What the commission approved: Planning staff presented the chapter as an early, high‑priority phase of a broader LCP update. Matthew Benoit, principal planner for advanced planning, described the proposal and the rationale for separating the beaches and bluffs chapter from a larger LCP update. Tiffany Weisbeth, the city’s sustainability and resiliency officer, explained how the chapter links to ongoing resilience work including shoreline adaptation and management plans (SAMPs) and coastal monitoring.

Key policies and tools: Staff said the chapter contains 18 policies and introduces a shoreline hazard evaluation area—largely a 100‑foot zone inland from the bluff edge—within which new development would trigger additional geotechnical and shoreline hazard evaluation requirements. The chapter emphasizes annual monitoring (drone flights, a tide gauge at the wharf, camera analytics with private providers), a preference for nature‑based solutions where feasible, and interim guidance for West Cliff projects prior to completion of a West Cliff SAMP.

Triggers, thresholds and SAMPs: Tiffany Weisbeth said the chapter adopts a working adaptation pathways approach: instead of fixing a single response now, the city will define “triggers and thresholds” that, when observed, will move the community to the next management action. Ocean Protection Council funding is already supporting SAMP projects for three subareas—West Cliff, Manaka (transcribed as “Mankau”) Beach and Seabright Eastcliff—which staff said will develop finer‑grained policy options and codified triggers and thresholds. The SAMP projects will produce recommended LCP policy refinements and project lists covering a 20‑ to 30‑year horizon and will include evaluation to satisfy state sea‑level‑rise planning law requirements.

Public and commissioner concerns: Commissioners and members of the public asked detailed questions about how the 100‑foot line was developed and what it means in practice. Staff said the shoreline hazard evaluation line was created as the union of three coastal erosion projection models, with a 100‑foot buffer added “to make a conservative estimate” and that in places the final mapped line may be further inland depending on available science. Staff clarified the zone triggers evaluation requirements only when development falls within the mapped area; if a development’s footprint is entirely outside the line, it would not trigger the additional requirements. Commissioners pressed staff on who reviews geotechnical reports (staff said the building department and Coastal Commission would be involved) and whether peer review or third‑party review is expected; staff said specifics on review procedures and code implementation will be developed later in the LCP implementation/zoning code amendments.

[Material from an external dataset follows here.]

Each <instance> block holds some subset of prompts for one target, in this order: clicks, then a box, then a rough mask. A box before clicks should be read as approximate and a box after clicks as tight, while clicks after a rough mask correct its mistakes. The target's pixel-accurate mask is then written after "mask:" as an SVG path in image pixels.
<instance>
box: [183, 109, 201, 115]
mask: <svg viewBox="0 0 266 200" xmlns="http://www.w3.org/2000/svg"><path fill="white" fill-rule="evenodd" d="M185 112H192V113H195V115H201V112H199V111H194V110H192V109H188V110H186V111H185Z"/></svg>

Regulatory and funding context: Staff said the beaches and bluffs chapter was funded in part by two California Coastal Commission grants and that SAMP work is supported by the Ocean Protection Council. Staff also said the chapter is designed to help the city demonstrate compliance with state planning requirements (transcribed as SB 272) by assembling necessary documentation on sea level rise and coastal hazard planning over multiple time horizons, including a qualitative look toward 2150 as required by state guidance.

Vote and next steps: Vice Chair Dan moved the staff recommendation; Commissioner Kelly seconded. The commission voted yes in a unanimous roll call. Staff will pursue any necessary LCP code amendments and the SAMP work; staff said triggers, thresholds and implementation details will be refined through the SAMP projects and subsequently be codified into the LCP via future amendments. City departments will also need to develop implementing language and procedures for geotechnical submittals, reviews and monitoring.

Ending: Commissioners repeatedly thanked staff for several years of work and emphasized the need to continue community engagement as SAMPs define neighborhood‑scale responses to shoreline change.